Whatever positivity can be gleaned from “The Asylum” is nearly wholly derived from the memories of Marc. Whenever the episode dips back into the real world, into the insane asylum where Harrow is a doctor, or into the events transpiring in the duet with the hippopotamus lady, it’s at its weakest. The exploration of Marc’s pain, guilt, and trauma becomes a fascinating distraction from this mediocre show. Considering Marvel and Disney’s current aversion to showing women as fallible, it comes as a surprise that Marc’s tormentor was his mother, that a woman is portrayed as an abuser. The only positivity Marc experienced in his childhood came from his father’s extreme effort to comfort him. Though these moments are very short-lived, a good story is held within them.
The worst moments of “The Asylum” are derived from the hippopotamus goddess. The portrayal of this ancient Egyptian deity brings none of the aloofness, worldliness, or strength that would be expected from a millennia-old being that had seen and experienced all of human history. The voice actress chosen for this role plays the character like a shallow hot girl who has never seen or experienced anything beyond being waited on hand and foot by everyone in her life. She feels like Penny from The Big Bang Theory in another body. She in no way carries the gravitas or otherworldliness necessary for such a character. Moon Knight has failed to adequately portray any of the Egyptian gods, including Khonshu, modernizing these characters far too much considering how detached they are from human society.
Another point of ire with this episode is the continuation of the inconsistent writing regarding Marc’s character. In the first few episodes, he was set up as the calm, collected, and confident mercenary who will do whatever needs to be done. After Marc’s introduction, the show continues to tell the audience that this is Marc’s personality and character. However, it continually shows him as weak and soft, screaming at danger and offering no plan or leadership in dire situations to which he is supposedly accustomed.
At this point, the only primary difference between Marc and Steven is Steven’s British accent. They are effectively the same character, removing the interesting dichotomy that such an exploration of dissociative identity disorder could offer, debasing both Marc and the struggles that he has endured. Everything interesting set up about Marc’s character in the first two episodes has been undone with his weak writing and inconsistent portrayal. This is still not the fault of Oscar Isaac because he is one of the highlights of “The Asylum,” but even he is not enough to carry Moon Knight.

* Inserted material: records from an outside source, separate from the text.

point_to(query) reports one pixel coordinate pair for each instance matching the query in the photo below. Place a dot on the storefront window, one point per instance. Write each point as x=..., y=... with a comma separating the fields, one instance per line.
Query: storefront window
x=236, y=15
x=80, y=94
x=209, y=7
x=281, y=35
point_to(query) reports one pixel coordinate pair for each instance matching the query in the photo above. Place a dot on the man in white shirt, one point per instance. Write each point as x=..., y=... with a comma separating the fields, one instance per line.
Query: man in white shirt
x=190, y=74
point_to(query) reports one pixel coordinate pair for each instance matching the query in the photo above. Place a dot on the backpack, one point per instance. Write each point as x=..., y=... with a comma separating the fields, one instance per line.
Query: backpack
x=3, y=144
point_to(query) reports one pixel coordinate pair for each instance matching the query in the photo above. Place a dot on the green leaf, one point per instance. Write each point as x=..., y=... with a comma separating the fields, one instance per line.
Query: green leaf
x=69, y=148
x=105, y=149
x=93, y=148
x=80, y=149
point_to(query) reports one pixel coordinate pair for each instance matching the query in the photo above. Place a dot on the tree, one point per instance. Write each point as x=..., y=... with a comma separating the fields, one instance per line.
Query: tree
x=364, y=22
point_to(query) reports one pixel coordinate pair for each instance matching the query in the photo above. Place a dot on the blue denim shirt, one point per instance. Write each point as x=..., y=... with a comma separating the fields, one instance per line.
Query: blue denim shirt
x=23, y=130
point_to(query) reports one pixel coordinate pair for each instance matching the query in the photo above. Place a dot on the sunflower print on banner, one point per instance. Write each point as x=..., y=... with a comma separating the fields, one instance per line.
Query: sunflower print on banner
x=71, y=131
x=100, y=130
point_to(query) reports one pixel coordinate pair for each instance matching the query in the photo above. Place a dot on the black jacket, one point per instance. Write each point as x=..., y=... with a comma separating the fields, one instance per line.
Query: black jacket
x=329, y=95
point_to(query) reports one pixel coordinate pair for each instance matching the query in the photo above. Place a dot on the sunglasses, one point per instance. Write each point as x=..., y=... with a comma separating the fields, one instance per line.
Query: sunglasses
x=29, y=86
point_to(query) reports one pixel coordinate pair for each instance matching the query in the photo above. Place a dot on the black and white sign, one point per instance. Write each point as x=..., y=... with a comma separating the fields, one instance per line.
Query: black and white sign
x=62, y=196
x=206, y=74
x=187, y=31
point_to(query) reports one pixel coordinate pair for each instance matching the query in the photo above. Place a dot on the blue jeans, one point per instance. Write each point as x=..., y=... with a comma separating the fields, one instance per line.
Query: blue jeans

“The Asylum” offers a brief respite from the mediocrity to the downright horrific nature of the rest of the series. However, this relief appears to be short-lived, as the finale episode will see Marc resurrected and reunited with Khonshu for the final confrontation with Harrow and Ammit. It is unlikely that the quality of this episode will continue through Moon Knight’s conclusion. It is more likely that, with the departure from the psychedelic tools that the Duat and the Egyptian afterlife offer, the series will delve back into its worst traits, including the character of Layla.
Skeptical Marvel fans who have avoided the series should continue to do so, as the things “The Asylum” gets right are surrounded by so much negativity that it is not worth sifting through the rest of the season to enjoy a few moments of decent writing.